One key difference that may or may not matter: The United States has usually been on the side of regime change — in Afghanistan, in Iraq, in Libya. The Soviets, er, the Russians are intervening on the side of keeping their favored regime in place.
Historically, going back to the time of the czars, Russia has been a country that has craved order and stability; Americans, a people descended from pilgrims and pioneers, have always been more accepting of a certain amount of unpredictability.
Putin summed up this difference at the United Nations recently, when he blasted the United States and others in the West for supporting the so-called Arab Spring: “Instead of the triumph of democracy and progress, we got violence, poverty and social disaster. Nobody cares about human rights, including the right to life. I cannot help asking those who have forced this situation, do you realize what you have done?”
Putin, regime stabilizer. Putin, clear-eyed and cold-hearted.
Those are not the only differences between how Russia and the United States have acted in multi-sided fights over who controls Syria (and Iraq). There’s this: Before Putin intervened in Syria, his parliament voted to approve the military action. Yes, yes, it’s a rubber-stamp parliament, every bit as rigged as that hockey game. Still, he at least went through the motions of that constitutional nicety.
The United States Congress still refuses to vote to authorize (or, for that matter, de-authorize) our military action against the Islamic State. For more than a year, we’ve been carrying out an undeclared war and Congress, which otherwise rails against the president for taking unilateral action by executive order on other issues, seems not to care.

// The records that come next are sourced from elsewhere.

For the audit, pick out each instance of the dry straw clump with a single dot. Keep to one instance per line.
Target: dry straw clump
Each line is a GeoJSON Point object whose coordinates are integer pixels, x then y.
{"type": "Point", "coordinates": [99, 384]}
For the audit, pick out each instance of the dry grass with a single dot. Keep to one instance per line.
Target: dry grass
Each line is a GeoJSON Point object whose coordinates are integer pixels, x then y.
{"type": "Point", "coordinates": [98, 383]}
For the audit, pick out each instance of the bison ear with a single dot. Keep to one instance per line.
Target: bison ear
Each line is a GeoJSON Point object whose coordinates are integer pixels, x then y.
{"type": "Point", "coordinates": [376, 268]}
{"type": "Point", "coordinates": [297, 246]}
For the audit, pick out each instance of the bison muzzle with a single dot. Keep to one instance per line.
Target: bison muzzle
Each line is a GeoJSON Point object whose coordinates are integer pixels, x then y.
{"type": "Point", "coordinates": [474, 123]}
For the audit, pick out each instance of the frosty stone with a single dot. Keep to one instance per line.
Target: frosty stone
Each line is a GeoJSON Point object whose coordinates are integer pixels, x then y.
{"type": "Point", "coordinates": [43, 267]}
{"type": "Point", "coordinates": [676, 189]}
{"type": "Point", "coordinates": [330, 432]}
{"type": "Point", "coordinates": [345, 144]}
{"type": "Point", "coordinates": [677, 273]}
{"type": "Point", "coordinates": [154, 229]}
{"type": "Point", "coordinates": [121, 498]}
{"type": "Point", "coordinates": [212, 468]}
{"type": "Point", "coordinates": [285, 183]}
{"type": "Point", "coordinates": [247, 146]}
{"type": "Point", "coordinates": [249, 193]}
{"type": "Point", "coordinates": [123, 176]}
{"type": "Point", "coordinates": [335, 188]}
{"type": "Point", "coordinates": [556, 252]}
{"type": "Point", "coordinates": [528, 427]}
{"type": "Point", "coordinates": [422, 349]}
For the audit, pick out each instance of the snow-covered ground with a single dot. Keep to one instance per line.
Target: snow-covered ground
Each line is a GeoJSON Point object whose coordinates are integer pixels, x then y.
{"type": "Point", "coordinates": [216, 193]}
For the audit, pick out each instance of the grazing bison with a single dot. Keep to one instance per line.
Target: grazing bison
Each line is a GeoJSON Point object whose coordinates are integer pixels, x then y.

The only member of Congress who seems to care is Virginia’s own Sen. Tim Kaine — who has managed to discomfit both parties by insisting Congress do its duty under Article I, Section 8, Clause 11 of the constitution, namely, “The Congress shall have power . . . to declare war.”
When Putin started bombing in Syria, Kaine tried again to make his point, issuing this statement worth reprinting in full:
“While President Putin’s actual intent under a rubberstamp of support from Russia’s Federation Council is questionable, the fact that he sought and received authorization from his legislature to use military force in Syria — a process that has yet to occur in the U.S. Congress with respect to our mission against ISIL [one of several acronyms for the Islamic State] — is also extremely disconcerting. Putin is claiming that the United States has violated international law for the actions we are undertaking in Syria. The fact that we have given a leader as morally compromised as Putin any opening at all to criticize the United States should galvanize my Congressional colleagues to take immediate action on an Authorization for the Use of Military Force against ISIL.
“More than a year into this fight, the fact that Congress has not yet debated and voted on U.S. military action against ISIL, including the defense of U.S.-trained Syrian forces in the region, is appalling. It’s well past time for Congress to properly authorize this mission by passing a new AUMF.”
Kaine is right and the rest of Congress is wrong. Putin’s not the only one skating on thin ice.